No Rest completes the trio in spectacular style. A slow build-up from Liddle leads to some of the best guitar-work on the album followed by an early preview of the powerful key line: “I loved you in the best way possible”. Astonishing vocals, repeated over and over as the final act with unbelievable control to finish. Easily the album’s best moment. Shaker Hymns, it turns out, breaches a gap between the two best songs on Shallow Bed, another intermission which feels like going over old ground, in spite of a neat wordless outro, before the mighty Weights & Measures arrives. If No Rest provides the best single moment, this is the finest single song. Beautifully arranged as an old-fashioned waltz, Liddle and the band build to the line “I was prepared… to love you. And never expect anything of you…” followed by the heart-wrenching “Baby there ain't no sword in our lake. Just a funeral wake”. This is light against dark throughout and the arrangement echoes this with Liddle filled with emotional energy, holding a note perfectly before the chorus crashes in again, the startling gap in the music between ‘prepared’ and ‘to love you’ even more prominent and affecting.

Shallow Bed draws to a close with another huge song, the beguiling Lion’s Den, all melody and control at the start then becoming more urgent. The vocals are (again) magnificent as they help the metamorphosis from soft to hard as choir turns to stadium chant and the harshness of the guitars builds to a crescendo. The drumming from Jon Warren is especially superb as order quickly becomes chaos and Liddle continues to yell like a madman, beneath squealing guitars, pounding bass and sharp violin.

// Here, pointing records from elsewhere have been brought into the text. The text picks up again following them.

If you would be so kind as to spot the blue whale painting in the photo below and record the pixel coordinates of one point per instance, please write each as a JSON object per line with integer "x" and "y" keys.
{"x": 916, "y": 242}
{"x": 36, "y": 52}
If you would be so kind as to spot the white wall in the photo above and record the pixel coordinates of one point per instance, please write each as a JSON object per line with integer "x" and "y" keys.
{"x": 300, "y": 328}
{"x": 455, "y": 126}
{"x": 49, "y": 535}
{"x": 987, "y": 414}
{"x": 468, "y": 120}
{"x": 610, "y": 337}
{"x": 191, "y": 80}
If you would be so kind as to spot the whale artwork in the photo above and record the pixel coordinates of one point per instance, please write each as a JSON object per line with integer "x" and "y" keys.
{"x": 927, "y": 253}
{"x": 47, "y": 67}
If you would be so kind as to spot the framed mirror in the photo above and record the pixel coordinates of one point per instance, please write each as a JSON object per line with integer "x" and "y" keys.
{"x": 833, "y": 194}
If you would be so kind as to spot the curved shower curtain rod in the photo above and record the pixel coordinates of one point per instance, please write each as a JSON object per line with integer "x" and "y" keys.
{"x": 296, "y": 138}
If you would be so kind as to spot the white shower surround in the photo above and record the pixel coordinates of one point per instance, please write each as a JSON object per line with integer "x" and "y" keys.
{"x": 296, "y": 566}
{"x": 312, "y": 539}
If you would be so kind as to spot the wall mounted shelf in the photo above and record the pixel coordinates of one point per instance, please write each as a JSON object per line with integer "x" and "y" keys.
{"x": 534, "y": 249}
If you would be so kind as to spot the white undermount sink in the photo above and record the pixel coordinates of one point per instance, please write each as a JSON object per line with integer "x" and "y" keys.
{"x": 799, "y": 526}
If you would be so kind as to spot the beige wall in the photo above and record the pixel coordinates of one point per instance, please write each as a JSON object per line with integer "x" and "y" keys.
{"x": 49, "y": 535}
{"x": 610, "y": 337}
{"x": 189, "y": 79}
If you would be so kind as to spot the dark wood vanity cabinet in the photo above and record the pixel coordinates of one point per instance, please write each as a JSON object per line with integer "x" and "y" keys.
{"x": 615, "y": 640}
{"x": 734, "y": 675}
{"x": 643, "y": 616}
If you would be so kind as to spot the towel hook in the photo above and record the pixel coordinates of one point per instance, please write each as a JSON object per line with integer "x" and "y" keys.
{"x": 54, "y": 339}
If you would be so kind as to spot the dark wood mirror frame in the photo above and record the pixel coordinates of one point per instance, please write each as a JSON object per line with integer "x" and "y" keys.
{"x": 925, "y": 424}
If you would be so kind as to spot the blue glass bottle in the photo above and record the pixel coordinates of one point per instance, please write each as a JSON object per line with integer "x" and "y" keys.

So to conclude, the album closes with the intense Family. After the previous ‘ending’, this feels like an added extra and a step too far. That said it is another great song, heavier and darker than the beginning of Shallow Bed but just as compelling and absorbing. Liddle shows power and control, yet again proving he is a remarkable vocalist.

Shallow Bed is a wonderful piece of work. Produced by Peter Katis who has cast his guiding hand over albums by The National, Frightened Rabbit and Interpol, it is the sound of British folk-rock, with a huge slice of Norway, washed in Americana. The song writing is perfectly balanced, to draw you in with familiar emotion one minute and push you away with obscure references the next. And the band consistently delivers music of breathtaking poise and craft, throwing away the rulebook and breaking every formula to create songs that make their own structure. If Radiohead formed yesterday, this is what they would sound like. Shallow Bed is the start of something great and Dry The River is about to realise this greatness.